Sowohl die Sicherheit der Passanten als auch jene der Arbeiter müsse jederzeit gewährleistet sein, benennen die einheimischen Bauexperten nur eine der zahlreichen Herausforderungen auf der gebirgigen Baustelle. «Die an Holzbalken angebrachten Netze verhindern etwa, dass plötzlich losgelöste Steine unkontrolliert bergab donnern», erklärt Schnidrig, dessen Team mitunter für die Sicherung und die groben Vorarbeiten zuständig ist. Temporär bergseitig angebrachte Drahtseile dienen den Gästen als Handlauf.
Wetter gibt den Takt an
Nicht selten wollen die vorüberschnaufenden Berggänger mehr Informationen von den arbeitenden Mannen zum Bauprojekt in Erfahrung bringen.

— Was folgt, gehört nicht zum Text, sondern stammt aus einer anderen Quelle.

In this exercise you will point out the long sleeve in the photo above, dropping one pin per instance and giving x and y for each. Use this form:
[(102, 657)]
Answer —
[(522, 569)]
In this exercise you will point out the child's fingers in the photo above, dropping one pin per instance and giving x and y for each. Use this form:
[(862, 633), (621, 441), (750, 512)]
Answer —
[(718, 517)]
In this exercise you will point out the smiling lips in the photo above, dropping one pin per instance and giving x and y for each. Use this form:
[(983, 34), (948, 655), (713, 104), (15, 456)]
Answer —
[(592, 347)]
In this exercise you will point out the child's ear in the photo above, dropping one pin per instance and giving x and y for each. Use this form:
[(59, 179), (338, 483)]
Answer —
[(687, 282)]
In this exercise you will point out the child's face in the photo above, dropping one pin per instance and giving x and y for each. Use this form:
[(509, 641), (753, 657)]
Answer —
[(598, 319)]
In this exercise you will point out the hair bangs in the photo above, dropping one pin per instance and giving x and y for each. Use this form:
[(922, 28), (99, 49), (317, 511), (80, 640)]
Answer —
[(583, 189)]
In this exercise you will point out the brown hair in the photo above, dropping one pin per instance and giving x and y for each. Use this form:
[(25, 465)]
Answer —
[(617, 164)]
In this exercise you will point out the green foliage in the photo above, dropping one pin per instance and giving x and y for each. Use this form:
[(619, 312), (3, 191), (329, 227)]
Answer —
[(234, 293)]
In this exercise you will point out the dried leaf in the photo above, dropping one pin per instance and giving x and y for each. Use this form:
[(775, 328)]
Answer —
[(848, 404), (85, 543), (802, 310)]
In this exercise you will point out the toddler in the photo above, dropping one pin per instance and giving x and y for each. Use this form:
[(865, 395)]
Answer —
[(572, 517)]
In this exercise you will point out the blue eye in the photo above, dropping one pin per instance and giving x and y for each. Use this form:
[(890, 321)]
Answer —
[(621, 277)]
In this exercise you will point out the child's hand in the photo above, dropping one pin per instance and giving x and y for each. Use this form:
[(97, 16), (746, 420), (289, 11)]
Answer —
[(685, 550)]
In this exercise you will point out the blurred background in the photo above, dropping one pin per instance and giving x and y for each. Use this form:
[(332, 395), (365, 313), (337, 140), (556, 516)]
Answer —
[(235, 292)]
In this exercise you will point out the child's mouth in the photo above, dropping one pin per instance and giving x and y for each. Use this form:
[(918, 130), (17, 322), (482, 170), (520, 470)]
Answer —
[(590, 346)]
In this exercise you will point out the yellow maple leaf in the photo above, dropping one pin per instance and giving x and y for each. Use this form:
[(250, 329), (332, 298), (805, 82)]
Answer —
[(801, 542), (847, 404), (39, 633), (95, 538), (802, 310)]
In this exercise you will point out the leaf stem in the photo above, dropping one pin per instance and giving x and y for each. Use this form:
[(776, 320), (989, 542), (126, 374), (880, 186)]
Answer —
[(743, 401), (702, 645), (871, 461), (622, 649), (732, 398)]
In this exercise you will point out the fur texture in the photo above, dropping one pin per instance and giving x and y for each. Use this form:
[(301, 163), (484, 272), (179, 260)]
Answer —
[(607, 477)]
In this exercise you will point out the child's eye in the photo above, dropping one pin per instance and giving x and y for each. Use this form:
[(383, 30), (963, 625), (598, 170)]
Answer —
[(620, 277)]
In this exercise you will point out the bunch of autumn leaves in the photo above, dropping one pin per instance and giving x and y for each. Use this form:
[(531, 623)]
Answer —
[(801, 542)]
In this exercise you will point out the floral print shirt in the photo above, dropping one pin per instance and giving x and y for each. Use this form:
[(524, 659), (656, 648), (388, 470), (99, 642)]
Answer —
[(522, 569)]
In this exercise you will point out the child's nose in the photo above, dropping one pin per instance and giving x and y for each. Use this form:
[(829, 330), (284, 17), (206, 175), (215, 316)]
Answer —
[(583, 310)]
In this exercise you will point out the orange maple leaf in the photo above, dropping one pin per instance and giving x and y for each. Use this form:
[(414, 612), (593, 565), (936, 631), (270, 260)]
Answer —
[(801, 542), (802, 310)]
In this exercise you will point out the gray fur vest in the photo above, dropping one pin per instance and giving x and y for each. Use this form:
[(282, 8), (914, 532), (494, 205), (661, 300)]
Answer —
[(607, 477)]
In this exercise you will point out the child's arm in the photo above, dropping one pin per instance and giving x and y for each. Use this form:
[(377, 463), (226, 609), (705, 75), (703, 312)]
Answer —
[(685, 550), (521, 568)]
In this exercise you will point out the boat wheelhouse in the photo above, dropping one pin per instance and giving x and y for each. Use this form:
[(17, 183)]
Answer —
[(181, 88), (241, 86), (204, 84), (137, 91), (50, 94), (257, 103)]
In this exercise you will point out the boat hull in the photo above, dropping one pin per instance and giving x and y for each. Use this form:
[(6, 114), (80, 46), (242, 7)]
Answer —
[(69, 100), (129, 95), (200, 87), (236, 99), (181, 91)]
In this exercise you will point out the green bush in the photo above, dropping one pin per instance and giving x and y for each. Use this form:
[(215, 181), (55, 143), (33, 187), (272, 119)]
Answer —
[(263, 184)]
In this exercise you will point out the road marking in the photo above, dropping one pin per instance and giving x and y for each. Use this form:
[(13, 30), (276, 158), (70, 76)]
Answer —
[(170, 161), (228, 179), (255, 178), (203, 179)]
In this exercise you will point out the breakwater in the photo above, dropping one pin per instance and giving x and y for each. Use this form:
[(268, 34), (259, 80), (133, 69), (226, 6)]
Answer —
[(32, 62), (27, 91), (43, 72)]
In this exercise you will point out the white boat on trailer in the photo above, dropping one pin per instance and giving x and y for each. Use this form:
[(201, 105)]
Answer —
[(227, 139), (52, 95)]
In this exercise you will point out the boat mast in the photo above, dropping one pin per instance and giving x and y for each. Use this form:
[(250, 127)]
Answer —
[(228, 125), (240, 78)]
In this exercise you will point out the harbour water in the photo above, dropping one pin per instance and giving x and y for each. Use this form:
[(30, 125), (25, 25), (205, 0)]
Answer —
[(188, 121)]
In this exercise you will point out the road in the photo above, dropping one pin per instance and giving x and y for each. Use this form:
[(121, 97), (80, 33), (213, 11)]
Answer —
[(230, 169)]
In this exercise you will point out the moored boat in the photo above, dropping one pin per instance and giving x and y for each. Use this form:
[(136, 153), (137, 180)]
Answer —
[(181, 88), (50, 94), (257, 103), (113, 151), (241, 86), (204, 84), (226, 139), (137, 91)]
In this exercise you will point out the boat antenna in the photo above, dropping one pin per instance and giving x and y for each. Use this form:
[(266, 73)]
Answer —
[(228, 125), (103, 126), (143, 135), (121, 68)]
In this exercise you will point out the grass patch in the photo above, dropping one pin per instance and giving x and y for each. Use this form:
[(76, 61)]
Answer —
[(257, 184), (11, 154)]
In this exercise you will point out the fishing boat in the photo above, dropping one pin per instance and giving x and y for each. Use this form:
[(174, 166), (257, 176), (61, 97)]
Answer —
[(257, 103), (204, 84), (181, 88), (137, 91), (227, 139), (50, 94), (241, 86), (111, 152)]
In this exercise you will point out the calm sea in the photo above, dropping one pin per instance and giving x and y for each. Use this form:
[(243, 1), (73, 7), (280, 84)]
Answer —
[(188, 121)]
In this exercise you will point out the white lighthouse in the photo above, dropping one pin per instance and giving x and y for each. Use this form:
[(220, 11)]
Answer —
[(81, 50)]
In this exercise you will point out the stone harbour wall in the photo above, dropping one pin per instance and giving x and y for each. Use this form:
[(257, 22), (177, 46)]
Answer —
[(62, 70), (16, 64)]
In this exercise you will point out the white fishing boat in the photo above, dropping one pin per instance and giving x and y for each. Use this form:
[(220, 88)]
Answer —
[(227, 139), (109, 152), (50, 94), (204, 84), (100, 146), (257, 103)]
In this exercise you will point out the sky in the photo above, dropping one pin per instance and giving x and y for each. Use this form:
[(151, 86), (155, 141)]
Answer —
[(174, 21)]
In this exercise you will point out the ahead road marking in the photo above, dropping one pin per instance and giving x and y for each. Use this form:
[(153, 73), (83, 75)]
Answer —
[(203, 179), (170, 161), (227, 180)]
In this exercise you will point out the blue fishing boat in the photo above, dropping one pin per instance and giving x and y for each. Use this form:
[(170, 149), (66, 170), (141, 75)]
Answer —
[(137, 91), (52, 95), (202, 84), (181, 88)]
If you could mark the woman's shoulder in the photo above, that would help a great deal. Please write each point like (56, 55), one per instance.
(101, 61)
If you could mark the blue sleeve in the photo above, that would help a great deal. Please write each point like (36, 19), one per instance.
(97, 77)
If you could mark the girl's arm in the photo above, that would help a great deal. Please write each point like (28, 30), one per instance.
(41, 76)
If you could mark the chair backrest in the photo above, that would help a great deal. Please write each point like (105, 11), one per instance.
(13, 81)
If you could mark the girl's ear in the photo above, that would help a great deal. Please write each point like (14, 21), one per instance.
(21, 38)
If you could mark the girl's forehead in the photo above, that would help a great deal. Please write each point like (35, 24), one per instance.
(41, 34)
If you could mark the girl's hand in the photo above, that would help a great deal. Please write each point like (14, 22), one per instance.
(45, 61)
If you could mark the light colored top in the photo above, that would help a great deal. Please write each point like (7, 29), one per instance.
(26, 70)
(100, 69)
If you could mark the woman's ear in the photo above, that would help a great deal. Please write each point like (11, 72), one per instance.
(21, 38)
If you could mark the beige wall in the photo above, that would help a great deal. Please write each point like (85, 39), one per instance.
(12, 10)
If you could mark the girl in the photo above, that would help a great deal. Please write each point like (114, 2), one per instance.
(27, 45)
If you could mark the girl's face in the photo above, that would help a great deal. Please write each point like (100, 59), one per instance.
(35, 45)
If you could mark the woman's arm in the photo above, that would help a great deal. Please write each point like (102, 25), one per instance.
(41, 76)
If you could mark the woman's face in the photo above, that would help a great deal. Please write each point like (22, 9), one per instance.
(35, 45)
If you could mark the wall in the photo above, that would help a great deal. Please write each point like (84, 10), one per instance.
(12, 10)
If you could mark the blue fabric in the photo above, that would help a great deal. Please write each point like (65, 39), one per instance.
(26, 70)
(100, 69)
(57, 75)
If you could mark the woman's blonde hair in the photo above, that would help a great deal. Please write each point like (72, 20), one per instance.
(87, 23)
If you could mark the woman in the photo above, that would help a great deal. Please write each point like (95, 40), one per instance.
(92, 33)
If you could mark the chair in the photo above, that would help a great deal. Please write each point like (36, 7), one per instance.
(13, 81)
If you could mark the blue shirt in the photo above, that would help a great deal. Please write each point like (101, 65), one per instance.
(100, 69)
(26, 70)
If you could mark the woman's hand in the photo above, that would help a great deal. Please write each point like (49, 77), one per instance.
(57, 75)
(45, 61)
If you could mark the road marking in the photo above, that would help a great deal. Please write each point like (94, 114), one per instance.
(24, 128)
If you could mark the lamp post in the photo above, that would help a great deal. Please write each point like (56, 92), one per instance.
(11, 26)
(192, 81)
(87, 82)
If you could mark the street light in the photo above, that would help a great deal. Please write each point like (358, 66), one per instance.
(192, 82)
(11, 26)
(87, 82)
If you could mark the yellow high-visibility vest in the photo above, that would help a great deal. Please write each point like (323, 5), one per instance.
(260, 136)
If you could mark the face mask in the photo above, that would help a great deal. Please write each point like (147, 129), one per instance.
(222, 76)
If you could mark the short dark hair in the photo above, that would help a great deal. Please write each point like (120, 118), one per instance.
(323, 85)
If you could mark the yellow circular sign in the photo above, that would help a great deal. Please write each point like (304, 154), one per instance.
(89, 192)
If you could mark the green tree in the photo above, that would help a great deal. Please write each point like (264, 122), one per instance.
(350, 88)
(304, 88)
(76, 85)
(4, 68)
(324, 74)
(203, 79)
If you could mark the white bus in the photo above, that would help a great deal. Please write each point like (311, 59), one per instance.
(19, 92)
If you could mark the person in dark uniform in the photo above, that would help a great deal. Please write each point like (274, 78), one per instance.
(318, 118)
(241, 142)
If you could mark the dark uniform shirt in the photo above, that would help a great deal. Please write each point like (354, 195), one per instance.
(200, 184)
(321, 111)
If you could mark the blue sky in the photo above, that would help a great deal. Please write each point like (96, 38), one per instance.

Diese geben bereitwillig Auskunft. Die Alpinisten zeigen sich fast immer dankbar und verständnisvoll ob deren Einsatz am Berg, knipsen ein Erinnerungsfoto. Trotz der zehrenden Arbeitstage, die oft am frühen Morgen ab 5 Uhr beginnen, herrscht auf Platz eine herzliche Atmosphäre. Die acht Spezialisten der beiden Teams arbeiten Hand in Hand, umgeben von einem imposanten Panorama. Und inzwischen hätten sich alle Mitglieder der beiden Mannschaften, welche während der Woche in der Hörnlihütte logieren, an das Schaffen in höchster Höhe gewöhnt, zeigt sich Schnidrig zufrieden.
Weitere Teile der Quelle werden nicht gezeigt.